‘Simple as Water’ Review: Family Ties That Spread Around the World


Megan Mylan’s latest documentary takes the humble idea of ​​telling the candid and humane stories of Syrian families affected by the civil war in their home country, and does so on an unmistakably ambitious scale. Filmed over five years in five different countries, “Simple as Water” is far from simple when it comes to its technical achievements, combining familiar immigrant narratives in ways that still manage to surprise and amaze.

The film concludes with short stories about Yasmin, a mother of four, who lives in a refugee camp close to the Athens shipyards, as she struggles to reunite her children with their father in Germany. Her story offers an optimistic streak to Mylan’s other subjects, which offer a much more devastating and ambiguous look at the struggles of trying to make a new life in an unusual place. In Turkey, a single mother who doesn’t have time to care for her children tries to take them to an orphanage, but her eldest son – a 12-year-old who takes on the role of caretaker while she’s at work – resolutely refuses to go.

In Pennsylvania, a delivery man named Omar applies for asylum for himself and his brother. Through cascading revelations, we learn that Omar’s brother is not just an amputee, he appeared on CNN as a child when his leg was blown off in a rocket attack in Syria.

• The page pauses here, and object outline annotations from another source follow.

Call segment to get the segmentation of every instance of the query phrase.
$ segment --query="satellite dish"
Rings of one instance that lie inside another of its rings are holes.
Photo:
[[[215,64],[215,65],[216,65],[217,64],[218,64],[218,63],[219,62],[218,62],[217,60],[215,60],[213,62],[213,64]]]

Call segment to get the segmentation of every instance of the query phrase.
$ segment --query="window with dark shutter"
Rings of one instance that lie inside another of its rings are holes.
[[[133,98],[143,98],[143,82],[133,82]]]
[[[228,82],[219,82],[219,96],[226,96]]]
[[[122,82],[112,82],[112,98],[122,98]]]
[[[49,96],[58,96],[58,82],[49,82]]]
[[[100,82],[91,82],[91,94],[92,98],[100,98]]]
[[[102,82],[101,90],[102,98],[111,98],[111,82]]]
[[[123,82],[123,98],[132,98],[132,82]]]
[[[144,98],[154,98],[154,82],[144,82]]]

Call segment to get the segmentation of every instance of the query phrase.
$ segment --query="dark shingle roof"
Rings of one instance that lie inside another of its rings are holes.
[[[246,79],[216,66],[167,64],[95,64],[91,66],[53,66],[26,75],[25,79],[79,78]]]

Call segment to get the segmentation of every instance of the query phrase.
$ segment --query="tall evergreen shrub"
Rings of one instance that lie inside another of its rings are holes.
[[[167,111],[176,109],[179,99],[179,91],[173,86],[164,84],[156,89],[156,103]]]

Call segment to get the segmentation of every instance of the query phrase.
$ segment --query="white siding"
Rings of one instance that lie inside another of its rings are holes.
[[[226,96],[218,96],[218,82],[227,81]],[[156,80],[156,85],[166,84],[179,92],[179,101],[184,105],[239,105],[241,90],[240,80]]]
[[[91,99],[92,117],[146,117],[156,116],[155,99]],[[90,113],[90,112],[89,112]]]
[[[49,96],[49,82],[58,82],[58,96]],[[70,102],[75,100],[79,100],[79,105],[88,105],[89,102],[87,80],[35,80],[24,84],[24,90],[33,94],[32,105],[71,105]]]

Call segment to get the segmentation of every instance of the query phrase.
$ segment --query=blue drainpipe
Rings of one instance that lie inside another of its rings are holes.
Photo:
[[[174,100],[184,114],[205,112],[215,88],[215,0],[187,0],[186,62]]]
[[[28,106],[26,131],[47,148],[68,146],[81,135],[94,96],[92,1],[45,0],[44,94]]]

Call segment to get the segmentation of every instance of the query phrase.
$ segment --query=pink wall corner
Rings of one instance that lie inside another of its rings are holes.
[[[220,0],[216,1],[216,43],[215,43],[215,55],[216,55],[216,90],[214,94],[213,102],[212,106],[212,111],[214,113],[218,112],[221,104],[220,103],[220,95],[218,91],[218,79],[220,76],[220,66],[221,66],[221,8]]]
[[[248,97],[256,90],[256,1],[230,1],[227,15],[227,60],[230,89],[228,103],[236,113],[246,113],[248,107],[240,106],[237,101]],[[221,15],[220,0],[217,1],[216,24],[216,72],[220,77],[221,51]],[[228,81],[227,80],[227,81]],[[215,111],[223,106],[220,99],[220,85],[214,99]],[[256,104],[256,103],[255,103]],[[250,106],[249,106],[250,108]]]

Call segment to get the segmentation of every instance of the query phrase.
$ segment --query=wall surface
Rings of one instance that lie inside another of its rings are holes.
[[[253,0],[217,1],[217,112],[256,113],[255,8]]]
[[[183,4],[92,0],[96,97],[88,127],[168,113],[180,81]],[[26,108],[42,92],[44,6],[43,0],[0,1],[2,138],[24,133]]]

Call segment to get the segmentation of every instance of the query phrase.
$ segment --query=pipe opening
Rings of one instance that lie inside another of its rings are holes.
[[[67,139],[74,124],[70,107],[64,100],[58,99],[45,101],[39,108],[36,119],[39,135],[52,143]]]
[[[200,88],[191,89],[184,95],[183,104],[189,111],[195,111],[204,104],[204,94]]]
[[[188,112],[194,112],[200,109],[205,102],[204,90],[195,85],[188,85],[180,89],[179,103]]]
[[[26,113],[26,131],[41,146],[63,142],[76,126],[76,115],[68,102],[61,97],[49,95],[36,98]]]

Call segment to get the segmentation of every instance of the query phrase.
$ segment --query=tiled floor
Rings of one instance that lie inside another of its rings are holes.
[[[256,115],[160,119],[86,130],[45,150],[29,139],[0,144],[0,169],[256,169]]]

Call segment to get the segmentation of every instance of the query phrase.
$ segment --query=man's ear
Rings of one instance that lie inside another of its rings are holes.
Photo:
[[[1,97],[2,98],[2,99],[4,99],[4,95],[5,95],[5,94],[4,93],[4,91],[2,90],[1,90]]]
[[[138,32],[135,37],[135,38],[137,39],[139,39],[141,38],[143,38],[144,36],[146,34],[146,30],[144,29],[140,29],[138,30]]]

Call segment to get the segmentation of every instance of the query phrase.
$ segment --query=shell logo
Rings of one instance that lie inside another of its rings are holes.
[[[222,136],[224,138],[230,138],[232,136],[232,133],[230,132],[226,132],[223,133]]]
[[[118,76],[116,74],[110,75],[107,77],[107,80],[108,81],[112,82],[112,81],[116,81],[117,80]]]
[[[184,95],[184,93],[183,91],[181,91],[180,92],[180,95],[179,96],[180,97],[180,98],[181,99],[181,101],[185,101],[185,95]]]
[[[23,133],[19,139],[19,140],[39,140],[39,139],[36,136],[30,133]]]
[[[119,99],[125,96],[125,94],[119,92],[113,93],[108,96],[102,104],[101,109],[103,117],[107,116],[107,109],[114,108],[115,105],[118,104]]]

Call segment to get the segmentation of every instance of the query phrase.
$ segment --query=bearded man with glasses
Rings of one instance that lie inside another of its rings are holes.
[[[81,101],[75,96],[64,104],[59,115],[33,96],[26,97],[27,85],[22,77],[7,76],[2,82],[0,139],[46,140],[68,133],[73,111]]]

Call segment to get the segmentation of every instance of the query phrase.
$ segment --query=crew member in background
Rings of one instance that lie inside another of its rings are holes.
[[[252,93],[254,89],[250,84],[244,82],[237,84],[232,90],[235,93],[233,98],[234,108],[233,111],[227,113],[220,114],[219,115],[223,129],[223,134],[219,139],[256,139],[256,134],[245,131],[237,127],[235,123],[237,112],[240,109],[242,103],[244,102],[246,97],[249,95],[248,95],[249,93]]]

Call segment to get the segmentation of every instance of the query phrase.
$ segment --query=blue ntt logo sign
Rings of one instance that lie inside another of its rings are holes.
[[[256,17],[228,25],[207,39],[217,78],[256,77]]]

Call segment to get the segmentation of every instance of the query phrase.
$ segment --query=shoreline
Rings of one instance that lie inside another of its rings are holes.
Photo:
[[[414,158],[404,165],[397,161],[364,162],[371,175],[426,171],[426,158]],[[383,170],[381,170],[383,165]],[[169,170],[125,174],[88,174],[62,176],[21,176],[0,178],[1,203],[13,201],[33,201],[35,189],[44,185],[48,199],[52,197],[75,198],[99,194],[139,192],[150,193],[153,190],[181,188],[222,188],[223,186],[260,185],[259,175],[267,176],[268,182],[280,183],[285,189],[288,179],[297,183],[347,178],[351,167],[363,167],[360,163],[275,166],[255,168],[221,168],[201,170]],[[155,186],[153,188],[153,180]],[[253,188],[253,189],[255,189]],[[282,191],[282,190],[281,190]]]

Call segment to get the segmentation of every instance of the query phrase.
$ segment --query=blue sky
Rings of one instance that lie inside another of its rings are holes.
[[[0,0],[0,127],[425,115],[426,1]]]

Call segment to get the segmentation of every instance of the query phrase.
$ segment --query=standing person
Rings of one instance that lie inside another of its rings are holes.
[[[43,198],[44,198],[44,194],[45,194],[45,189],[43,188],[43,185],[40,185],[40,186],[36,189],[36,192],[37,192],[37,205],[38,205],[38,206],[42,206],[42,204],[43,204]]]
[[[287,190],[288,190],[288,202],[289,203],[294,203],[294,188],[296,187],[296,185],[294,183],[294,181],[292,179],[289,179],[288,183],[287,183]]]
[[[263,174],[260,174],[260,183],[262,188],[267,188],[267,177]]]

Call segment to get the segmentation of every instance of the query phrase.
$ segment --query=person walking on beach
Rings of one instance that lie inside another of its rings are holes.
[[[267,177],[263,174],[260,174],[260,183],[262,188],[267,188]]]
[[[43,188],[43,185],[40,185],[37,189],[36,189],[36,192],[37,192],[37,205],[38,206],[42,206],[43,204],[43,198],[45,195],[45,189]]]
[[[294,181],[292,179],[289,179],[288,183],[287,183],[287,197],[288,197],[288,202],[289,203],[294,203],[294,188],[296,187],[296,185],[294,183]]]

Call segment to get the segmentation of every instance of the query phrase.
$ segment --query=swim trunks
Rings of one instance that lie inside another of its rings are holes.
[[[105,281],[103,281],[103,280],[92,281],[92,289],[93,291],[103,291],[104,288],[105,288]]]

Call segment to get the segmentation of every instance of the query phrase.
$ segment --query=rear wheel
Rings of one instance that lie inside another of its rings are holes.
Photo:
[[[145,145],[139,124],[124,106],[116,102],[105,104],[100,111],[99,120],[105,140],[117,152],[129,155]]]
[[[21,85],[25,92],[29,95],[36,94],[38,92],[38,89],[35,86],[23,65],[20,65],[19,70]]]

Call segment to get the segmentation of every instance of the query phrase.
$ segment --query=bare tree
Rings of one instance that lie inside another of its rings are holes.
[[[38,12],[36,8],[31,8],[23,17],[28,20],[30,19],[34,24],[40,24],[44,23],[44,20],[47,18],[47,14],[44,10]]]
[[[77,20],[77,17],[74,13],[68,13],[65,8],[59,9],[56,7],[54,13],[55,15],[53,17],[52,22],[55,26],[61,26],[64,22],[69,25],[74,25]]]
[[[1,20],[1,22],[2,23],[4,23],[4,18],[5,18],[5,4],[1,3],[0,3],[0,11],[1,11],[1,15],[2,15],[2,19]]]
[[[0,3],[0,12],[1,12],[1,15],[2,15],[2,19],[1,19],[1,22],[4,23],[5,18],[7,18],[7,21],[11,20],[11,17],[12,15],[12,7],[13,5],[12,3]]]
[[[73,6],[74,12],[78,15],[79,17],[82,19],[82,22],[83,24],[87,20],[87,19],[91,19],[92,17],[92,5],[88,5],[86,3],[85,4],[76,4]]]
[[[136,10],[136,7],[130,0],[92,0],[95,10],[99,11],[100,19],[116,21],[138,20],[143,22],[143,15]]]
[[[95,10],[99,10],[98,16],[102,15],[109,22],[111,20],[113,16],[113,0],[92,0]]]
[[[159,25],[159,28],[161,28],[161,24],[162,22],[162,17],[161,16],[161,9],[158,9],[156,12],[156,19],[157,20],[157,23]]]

These stories avoid stereotypes by lingering in their characters’ everyday, humble routines: after-school basketball games, a sunset walk in an orchard, making a makeshift toy from a string, and a milk crate.

The reach of Mylan and his team is remarkable on the political as well as the personal front – one episode set in Syria was filmed with the help of two women from Damascus, known by pseudonyms. One of the more contemplative moments in “Simple as Water,” which combines Mylan’s thoughts on parenting with the uncertainty of a nation’s future.

as simple as water
Not rated. Arabic and English, with subtitles. Duration: 1 hour 37 minutes. In movie theaters.